Four Common Misunderstandings of Introverts: Part 2 of Working Better with Introverts
In the first part of this series, we discussed how people with introverted personality styles often are misunderstood at all levels of an organization and the real consequences this can have for the organization. In this second part of the series here, we’ll look at four common misunderstandings of introverted personalities. These misunderstandings are ones that my colleagues and I hear in our leadership development classes with senior managers and executives. They include:
1. All introverts have the same personality style.
Not at all. Prevailing contemporary psychoanalytic theories set out nine personality styles. At least three of these styles can be considered to be introverted. Yet, the motivations, core fears, and strengths of each of these three styles differ. People with one style, let’s call them the Wizard-Artist style, are motivated by creativity — creating and architecting solutions. They have fears around safety, particularly emotional and financial safety, rather than physical safety. As a result, they might stay in a role long past when it serves them and the organization and they tend to avoid conflict.

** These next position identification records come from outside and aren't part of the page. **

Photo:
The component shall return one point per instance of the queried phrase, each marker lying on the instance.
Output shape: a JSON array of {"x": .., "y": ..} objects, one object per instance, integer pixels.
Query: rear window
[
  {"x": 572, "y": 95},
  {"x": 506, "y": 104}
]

In contrast, the second introverted personality style — let’s call it the Strategist-Knight style — is motivated to find the truth or “right” answer. People with this style have an uncanny ability to perceive future threats. Like the first style, their core fear is around safety. However, it’s around physical, rather than emotional, safety. Unlike the first style they do not avoid conflict. Their personalities actually unintentionally provoke conflict by emitting an unspoken sense of anger to which their colleagues then react. These two personality styles prevail among engineering and product teams. Indeed, on any given engineering team we work with about 60–75 percent of the engineers have the first style and about 25–30% have the second style.
The third style — let’s call it the Conductor — enjoys developing and perfecting process. When stressed, people with this personality hone in on details. This can lead them to be intense micromanagers. Whereas the first two personality styles have core fears around safety, this third personality has fears around a lack of control. Also, whereas the first personality abhors getting mired in process details, this personality would be excited to set up process and procedures for project. They’d be just the person you want to handle the morass of sorting out new roles and responsibilities in a reorganization and managing the finances of your organization.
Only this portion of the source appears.